Теперь Михоэлса снова вклеили в картину, но ныне живущие люди просто не знают — кто этот лобастый еврей с выпирающей мощной губой, кого он представляет и на каком языке поет.
А тихий безобидный Джимми собирает у нас партвзносы в свободное от писания лирических стихов время.
Я хлопнул его по плечу и спросил:
— Джим, ты хорошо помнишь Михоэлса?
Он удивленно посмотрел на меня и покачал головой:
— Вообще-то не очень… Даже можно сказать — совсем не помню. А что?
— Ничего, Джимми, все в порядке. Главное — собирай аккуратно взносы и не забивай себе голову пустяками…
Бегом поднялся по лестнице на второй этаж и рванул дверь в кабинет Торквемады.
— Вот он, явился! — крикнул мне в лицо мой постный истязатель, пепельный от тоски и злости Торквемада, Петр Васильевич.

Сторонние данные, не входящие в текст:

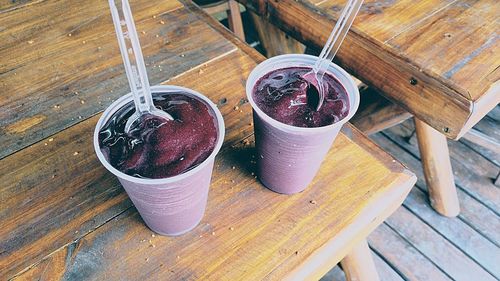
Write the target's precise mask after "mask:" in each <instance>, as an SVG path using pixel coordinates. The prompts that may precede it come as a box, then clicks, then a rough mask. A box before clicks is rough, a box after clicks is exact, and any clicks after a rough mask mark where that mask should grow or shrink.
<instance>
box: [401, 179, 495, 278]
mask: <svg viewBox="0 0 500 281" xmlns="http://www.w3.org/2000/svg"><path fill="white" fill-rule="evenodd" d="M404 205H405V206H406V207H407V208H408V209H410V210H411V212H413V213H415V214H417V216H418V217H419V218H421V219H422V220H423V221H425V222H426V223H427V224H428V225H430V226H431V227H432V228H433V229H435V230H436V231H438V232H439V233H440V234H441V235H443V236H444V237H446V239H447V240H448V241H450V242H451V243H453V244H454V245H455V246H456V247H457V248H459V249H460V250H461V251H463V252H464V253H466V254H467V255H468V256H469V257H471V258H472V259H473V260H475V261H476V262H477V263H478V264H480V265H481V266H482V267H484V268H485V269H486V270H487V271H488V272H489V273H491V274H492V275H493V276H495V277H496V278H500V268H499V267H498V262H497V261H499V260H500V248H499V247H498V246H497V245H495V244H494V243H492V242H491V241H489V240H488V239H486V238H485V237H484V236H482V235H480V234H479V233H477V232H476V231H475V230H474V229H473V228H472V227H470V226H469V225H468V224H466V223H465V222H464V221H462V220H460V219H447V218H443V217H442V216H440V215H438V214H436V212H434V211H433V210H432V208H431V206H430V205H429V203H428V200H427V194H425V193H423V192H422V191H421V190H420V189H418V188H414V189H413V190H412V191H411V192H410V195H409V196H408V197H407V198H406V200H405V203H404Z"/></svg>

Как школьники боятся директорского кабинета, так все писатели опасаются этой нелепой комнаты, куда они ходят к зловещему хозяину с просьбами, доносами, для порки и унижений.
И я боялся. Пока меня не затопила душная ярость ненависти.
А в разных углах дивана сидели два сизых неприметных человека. Они должны в совершенстве знать систему каратэ, если надеются тихо забрать меня отсюда.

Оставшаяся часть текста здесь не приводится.